92. Dette queste parole, essi lo baciarono. Egli sollevò un po’ i piedi e, guardando come amici coloro che erano venuti a vederlo, si ralle­grò della loro presenza. Giaceva disteso, col volto sorridente, e così spirò congiungendosi ai suoi padri. Quei due, secondo le istruzioni ricevute, avvolsero e coprirono il corpo e poi lo nascosero sotto terra in modo che nessuno, ad eccezione di loro due, sapesse il luogo della sepoltura. Quelli che ricevettero le pelli di pecora e il mantello consunto del beato Antonio, custodiscono queste cose come un grande tesoro. Quando vedono le vesti è come se vedessero Antonio, quando le in­dossano è come se portassero con gioia i suoi am­maestramenti.


93. Questa la fine della sua esistenza terrena, quello fu l’inizio della sua ascesi. Anche se poche sono le cose narrate rispetto alla sua vita cristia­na, tuttavia voi potete, grazie ad esse, capire chi fosse Antonio, l’uomo di Dio. Questi, dalla più giovane età e fino alla più tarda vecchiaia conser­vò lo zelo della pratica ascetica; né per la vec­chiaia si lasciò vincere dal desiderio di un vitto migliore, né per l’invecchiamento del corpo cam­biò le sue vesti, né si lavò i piedi con acqua. No­nostante tutti questi rigori, ebbe un’ottima salu­te. Aveva infatti occhi sani e perfetti per cui vede­va bene; dei suoi denti nemmeno uno cadde, erano soltanto consumati in prossimità delle gengive a causa dell’età avanzata. Fu sempre sa­no di piedi e di mani e si mostrava anche rag­giante e più robusto di tutti quelli che sono soliti ricorrere a cibi vari, a bagni, ad abiti diversi.
La sua fama si era sparsa in ogni luogo e tutti quindi l’ammiravano. Anche coloro che non l’a­vevano mai visto, desideravano vederlo. Tutto, insomma, testimonia la sua virtù spirituale e la sua anima cara a Dio. Antonio, infatti, fu celebre non per i suoi scritti, né per sapienza acquisita, né per altra arte, ma soltanto per il suo amore verso Dio. E nessuno può negare che questo sia un dono di Dio. Per quale ragione, infatti, in Spa­gna, in Gallia, a Roma, in Africa si udiva parlare di lui che viveva ed era nascosto su un monte, se non perché Dio rende famosi i suoi uomini da per tutto, lo stesso Dio che promise e concesse questa fama ad Antonio fin dall’inizio?
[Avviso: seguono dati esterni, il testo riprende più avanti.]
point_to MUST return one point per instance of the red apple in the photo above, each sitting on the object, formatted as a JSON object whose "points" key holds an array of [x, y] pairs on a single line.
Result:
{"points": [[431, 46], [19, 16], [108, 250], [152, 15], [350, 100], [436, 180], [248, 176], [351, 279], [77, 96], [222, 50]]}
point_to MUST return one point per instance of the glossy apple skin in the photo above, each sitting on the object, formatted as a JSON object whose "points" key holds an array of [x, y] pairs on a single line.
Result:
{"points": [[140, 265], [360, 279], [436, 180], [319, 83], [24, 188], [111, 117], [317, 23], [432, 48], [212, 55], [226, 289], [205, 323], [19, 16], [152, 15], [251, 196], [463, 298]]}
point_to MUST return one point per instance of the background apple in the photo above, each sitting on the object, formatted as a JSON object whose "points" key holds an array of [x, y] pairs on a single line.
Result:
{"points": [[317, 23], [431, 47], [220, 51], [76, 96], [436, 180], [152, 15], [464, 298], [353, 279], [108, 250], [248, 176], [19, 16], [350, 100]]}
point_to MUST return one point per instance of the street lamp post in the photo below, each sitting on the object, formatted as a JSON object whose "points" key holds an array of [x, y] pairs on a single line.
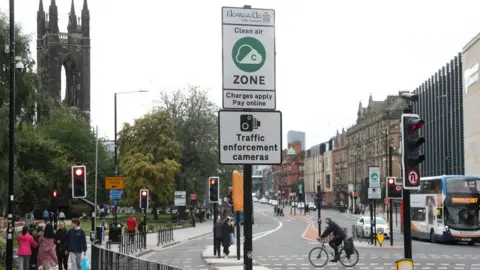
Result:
{"points": [[115, 138], [319, 208], [15, 63]]}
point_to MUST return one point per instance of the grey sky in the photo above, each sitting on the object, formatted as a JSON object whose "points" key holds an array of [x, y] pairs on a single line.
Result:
{"points": [[330, 54]]}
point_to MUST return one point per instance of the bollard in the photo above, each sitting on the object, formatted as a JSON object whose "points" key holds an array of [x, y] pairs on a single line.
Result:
{"points": [[404, 264]]}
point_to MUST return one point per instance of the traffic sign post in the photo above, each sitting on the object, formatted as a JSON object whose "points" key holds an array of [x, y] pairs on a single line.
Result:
{"points": [[253, 137], [248, 58], [374, 177], [251, 130], [115, 182]]}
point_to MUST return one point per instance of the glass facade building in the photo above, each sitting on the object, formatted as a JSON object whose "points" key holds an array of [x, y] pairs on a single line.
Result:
{"points": [[440, 105]]}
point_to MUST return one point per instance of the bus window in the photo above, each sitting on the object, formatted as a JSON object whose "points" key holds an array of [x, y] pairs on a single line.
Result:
{"points": [[417, 214]]}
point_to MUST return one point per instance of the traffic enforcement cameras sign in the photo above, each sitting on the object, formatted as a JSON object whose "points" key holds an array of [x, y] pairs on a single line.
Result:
{"points": [[248, 42], [253, 137]]}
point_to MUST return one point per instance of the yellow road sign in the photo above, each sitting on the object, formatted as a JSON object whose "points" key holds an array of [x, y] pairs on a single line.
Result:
{"points": [[114, 182]]}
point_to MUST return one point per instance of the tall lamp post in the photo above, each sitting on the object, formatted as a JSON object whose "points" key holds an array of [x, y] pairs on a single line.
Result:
{"points": [[115, 138], [319, 208], [14, 65]]}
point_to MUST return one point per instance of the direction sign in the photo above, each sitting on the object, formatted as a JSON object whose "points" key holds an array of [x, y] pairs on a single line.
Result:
{"points": [[413, 180], [253, 137], [374, 177], [115, 194], [248, 58], [114, 182]]}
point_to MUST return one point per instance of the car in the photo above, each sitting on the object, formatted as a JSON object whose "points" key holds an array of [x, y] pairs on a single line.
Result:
{"points": [[363, 226]]}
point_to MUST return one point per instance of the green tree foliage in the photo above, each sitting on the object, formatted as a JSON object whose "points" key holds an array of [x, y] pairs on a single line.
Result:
{"points": [[196, 128], [149, 154]]}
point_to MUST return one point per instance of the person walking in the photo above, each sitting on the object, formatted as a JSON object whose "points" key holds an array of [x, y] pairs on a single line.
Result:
{"points": [[25, 245], [60, 241], [76, 244], [47, 258]]}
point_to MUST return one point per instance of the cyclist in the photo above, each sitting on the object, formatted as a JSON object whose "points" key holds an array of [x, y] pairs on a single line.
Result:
{"points": [[338, 236]]}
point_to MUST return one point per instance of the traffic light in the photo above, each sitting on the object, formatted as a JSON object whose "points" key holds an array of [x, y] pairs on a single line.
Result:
{"points": [[213, 183], [229, 196], [144, 196], [411, 157], [393, 191], [79, 181]]}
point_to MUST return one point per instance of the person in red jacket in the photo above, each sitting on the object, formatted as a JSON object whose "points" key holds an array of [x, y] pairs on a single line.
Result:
{"points": [[25, 245], [131, 225]]}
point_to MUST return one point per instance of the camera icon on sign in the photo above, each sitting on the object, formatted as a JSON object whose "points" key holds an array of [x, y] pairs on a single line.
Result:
{"points": [[248, 122]]}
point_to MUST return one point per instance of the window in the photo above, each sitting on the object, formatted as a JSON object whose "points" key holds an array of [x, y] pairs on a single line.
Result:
{"points": [[418, 214]]}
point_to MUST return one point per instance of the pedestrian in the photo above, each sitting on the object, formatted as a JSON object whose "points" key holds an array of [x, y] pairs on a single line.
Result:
{"points": [[61, 241], [46, 216], [25, 245], [76, 244], [47, 257]]}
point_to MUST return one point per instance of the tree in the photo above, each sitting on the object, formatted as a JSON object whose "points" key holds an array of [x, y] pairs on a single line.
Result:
{"points": [[149, 154], [196, 128]]}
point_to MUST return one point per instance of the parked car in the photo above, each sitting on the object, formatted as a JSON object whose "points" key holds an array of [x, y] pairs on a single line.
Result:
{"points": [[363, 226]]}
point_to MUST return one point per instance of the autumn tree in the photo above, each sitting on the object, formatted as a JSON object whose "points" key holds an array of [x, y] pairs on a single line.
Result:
{"points": [[149, 154]]}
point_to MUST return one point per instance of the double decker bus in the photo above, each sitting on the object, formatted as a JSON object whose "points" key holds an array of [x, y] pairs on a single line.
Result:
{"points": [[446, 208]]}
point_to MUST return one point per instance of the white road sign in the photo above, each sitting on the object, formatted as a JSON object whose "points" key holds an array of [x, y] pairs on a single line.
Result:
{"points": [[180, 198], [250, 137], [374, 177], [374, 193], [248, 58]]}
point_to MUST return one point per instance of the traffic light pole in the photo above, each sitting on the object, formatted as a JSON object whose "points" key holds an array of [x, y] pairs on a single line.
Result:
{"points": [[390, 205], [248, 215]]}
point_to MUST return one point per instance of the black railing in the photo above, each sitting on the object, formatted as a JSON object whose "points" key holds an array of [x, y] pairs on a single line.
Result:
{"points": [[104, 259], [164, 236]]}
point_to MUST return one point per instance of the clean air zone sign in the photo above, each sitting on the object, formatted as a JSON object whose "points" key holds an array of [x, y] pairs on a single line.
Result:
{"points": [[248, 58]]}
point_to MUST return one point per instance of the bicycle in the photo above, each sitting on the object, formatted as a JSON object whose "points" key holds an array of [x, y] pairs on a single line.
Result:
{"points": [[345, 260]]}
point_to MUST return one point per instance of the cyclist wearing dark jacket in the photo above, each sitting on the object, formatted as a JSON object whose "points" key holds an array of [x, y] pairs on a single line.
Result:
{"points": [[338, 236]]}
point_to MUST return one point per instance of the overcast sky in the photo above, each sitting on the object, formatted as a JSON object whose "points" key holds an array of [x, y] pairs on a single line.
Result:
{"points": [[330, 54]]}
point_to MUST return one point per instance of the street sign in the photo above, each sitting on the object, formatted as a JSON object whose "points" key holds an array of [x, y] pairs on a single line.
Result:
{"points": [[248, 58], [115, 194], [374, 193], [114, 182], [250, 137], [180, 198], [374, 177], [413, 180]]}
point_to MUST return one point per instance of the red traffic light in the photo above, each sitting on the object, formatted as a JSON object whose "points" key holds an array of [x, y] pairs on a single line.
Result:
{"points": [[78, 172]]}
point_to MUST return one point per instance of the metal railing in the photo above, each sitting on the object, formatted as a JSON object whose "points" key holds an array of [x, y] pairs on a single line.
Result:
{"points": [[104, 259], [132, 242], [164, 236]]}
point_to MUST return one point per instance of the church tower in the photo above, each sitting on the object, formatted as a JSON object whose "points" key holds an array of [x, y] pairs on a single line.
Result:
{"points": [[69, 50]]}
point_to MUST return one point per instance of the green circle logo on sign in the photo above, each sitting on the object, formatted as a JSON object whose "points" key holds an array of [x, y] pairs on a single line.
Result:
{"points": [[248, 54]]}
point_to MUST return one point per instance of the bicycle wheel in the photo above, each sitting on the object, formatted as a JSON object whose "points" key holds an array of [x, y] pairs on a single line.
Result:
{"points": [[349, 261], [318, 257]]}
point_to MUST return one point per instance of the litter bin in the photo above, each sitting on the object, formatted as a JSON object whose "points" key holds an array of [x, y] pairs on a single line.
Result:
{"points": [[99, 235], [114, 233]]}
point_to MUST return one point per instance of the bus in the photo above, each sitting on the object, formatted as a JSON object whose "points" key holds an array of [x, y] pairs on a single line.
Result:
{"points": [[446, 208]]}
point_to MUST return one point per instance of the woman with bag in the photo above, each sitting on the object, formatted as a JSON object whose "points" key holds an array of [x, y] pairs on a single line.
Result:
{"points": [[47, 257]]}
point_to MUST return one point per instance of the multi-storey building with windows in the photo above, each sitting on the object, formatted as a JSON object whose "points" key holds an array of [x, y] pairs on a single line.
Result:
{"points": [[440, 105]]}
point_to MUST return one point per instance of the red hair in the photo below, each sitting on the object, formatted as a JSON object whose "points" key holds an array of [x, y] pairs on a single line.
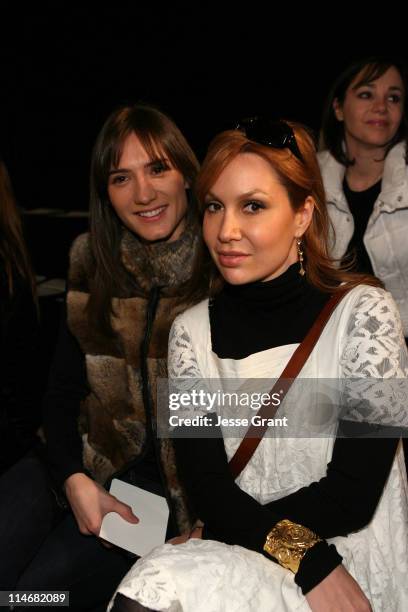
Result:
{"points": [[301, 179]]}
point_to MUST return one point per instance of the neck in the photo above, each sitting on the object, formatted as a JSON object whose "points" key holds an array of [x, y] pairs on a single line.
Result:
{"points": [[368, 165]]}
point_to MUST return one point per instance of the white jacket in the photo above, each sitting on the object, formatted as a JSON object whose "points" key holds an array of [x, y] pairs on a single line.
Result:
{"points": [[386, 236]]}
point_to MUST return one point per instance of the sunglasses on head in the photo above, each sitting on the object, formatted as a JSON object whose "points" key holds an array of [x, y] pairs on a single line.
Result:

Uomini come lui, pur operando nascosti, pur desiderando di non essere visti, sono mostrati dal Signore a tutti come una lampada affinché quelli che li ascolta­no, comprendano la forza dei comandamenti per una retta condotta di vita e, pieni di zelo, intra­prendano la strada della virtù spirituale.


94. Agli altri confratelli, dunque, leggete que­ste mie cose perché sappiano quale debba essere la vita dei monaci e si convincano che il Signore e Salvatore Gesù Cristo glorifica coloro che lo glorificano. Egli non solo fa entrare nel regno dei cieli coloro che lo servono fino alla fine, ma li rende pure noti e famosi in ogni luogo per la loro virtù e per il bene che arrecano agli altri, anche se vivono nascosti perché desiderosi di condurre la vita in solitudine.
Se potrà giovare, leggete queste mie cose an­che ai pagani. Così essi conosceranno che non so­lo il Signore Gesù Cristo è Dio e Figlio di Dio, ma che coloro che lo venerano giustamente e che piamente credono in lui, i cristiani, biasimano quei demoni che essi pagani considerano divini­tà e non soltanto dimostrano che non sono dèi, ma li calpestano e li scacciano come corruttori degli uomini per mezzo di nostro Signore Gesù Cristo, al quale è gloria nei secoli dei secoli. Amen.